Childhood adversity and cardio-metabolic health in later life

Childhood is the world of miracle; it is wonderful part of life. However, it is also true that when we are old and failing it is the memories of the childhood that are responsible somehow. Now, it is well-established fact that kind of experiences in childhood and adolescence are associated with quality of health over the later course of life.
Childhood and adolescent adversity is a broad term that includes physical or emotional neglect or abuse, sexual abuse, household dysfunction, community violence, homelessness. Peer bullying, poverty, discrimination, or death of family or friends.
Various researches have established that people with the history of childhood adversity are at increased risk of developing cardio metabolic diseases, including cardiovascular disease mortality and numerous cardiovascular disease outcomes. Several factors affect the childhood adversity such as sex, socio-economic status, race, and ethnicity. Numerous studies have suggested a dose-response relationship between childhood adversity and cardio metabolic outcomes, which means more severe adversity results in more severe adverse cardio-metabolic outcomes.
The suggested mechanism behind this includes behavioral, mental health, and biological factors.
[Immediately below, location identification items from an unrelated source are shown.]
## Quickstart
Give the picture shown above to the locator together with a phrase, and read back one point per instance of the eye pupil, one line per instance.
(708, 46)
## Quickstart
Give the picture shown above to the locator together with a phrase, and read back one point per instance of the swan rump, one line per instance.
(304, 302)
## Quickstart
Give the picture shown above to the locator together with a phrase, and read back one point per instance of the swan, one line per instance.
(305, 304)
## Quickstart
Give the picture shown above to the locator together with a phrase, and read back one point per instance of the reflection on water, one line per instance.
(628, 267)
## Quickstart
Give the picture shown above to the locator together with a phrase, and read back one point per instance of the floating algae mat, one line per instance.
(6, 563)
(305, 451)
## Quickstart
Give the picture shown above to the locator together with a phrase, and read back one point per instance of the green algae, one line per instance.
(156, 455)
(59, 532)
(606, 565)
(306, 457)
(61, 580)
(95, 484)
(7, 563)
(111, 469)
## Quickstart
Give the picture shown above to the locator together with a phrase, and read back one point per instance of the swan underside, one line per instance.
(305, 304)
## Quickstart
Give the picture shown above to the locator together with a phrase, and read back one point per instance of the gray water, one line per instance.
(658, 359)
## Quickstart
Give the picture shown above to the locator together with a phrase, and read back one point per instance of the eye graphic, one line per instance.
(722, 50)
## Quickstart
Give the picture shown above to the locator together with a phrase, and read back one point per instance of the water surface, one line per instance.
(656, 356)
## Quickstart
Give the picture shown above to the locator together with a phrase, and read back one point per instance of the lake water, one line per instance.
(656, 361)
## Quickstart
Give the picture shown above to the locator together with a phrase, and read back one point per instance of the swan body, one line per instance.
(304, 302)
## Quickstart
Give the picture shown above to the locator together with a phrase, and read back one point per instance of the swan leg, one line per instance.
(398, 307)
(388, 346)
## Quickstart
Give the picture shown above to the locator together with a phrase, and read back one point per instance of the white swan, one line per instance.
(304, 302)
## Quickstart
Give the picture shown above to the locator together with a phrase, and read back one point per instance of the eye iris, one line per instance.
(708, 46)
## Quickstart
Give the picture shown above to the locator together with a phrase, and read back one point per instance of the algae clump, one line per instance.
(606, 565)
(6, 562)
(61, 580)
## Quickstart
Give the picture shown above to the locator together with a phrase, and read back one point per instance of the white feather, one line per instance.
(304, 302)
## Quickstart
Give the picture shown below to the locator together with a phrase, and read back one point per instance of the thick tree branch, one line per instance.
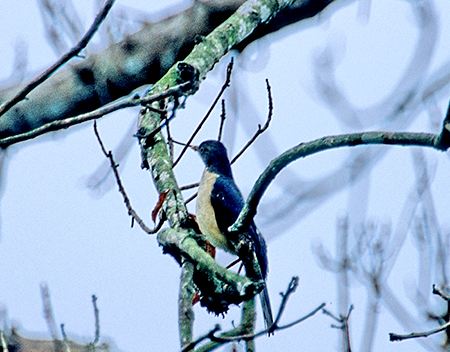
(139, 59)
(65, 58)
(326, 143)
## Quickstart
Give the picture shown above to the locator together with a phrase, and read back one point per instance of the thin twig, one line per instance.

For example, a poor mental health can affect appetite and sleep, which in turn affect overall health. Similarly, behavioral factors include inactivity, lack of exercise, poor diet, overeating, smoking etc., while mental health include development of post-traumatic stress disorder or mood and anxiety disorders which lead to poor cardiac health. In addition, the medication used to treat these disorder cause severe side effects. Biological factors include stress-induced disturbance of neuroendocrine, immune, metabolic, and autonomic responses. More research in future can help in developing effective interventions and identifying methods to screen individuals and populations for such interventions.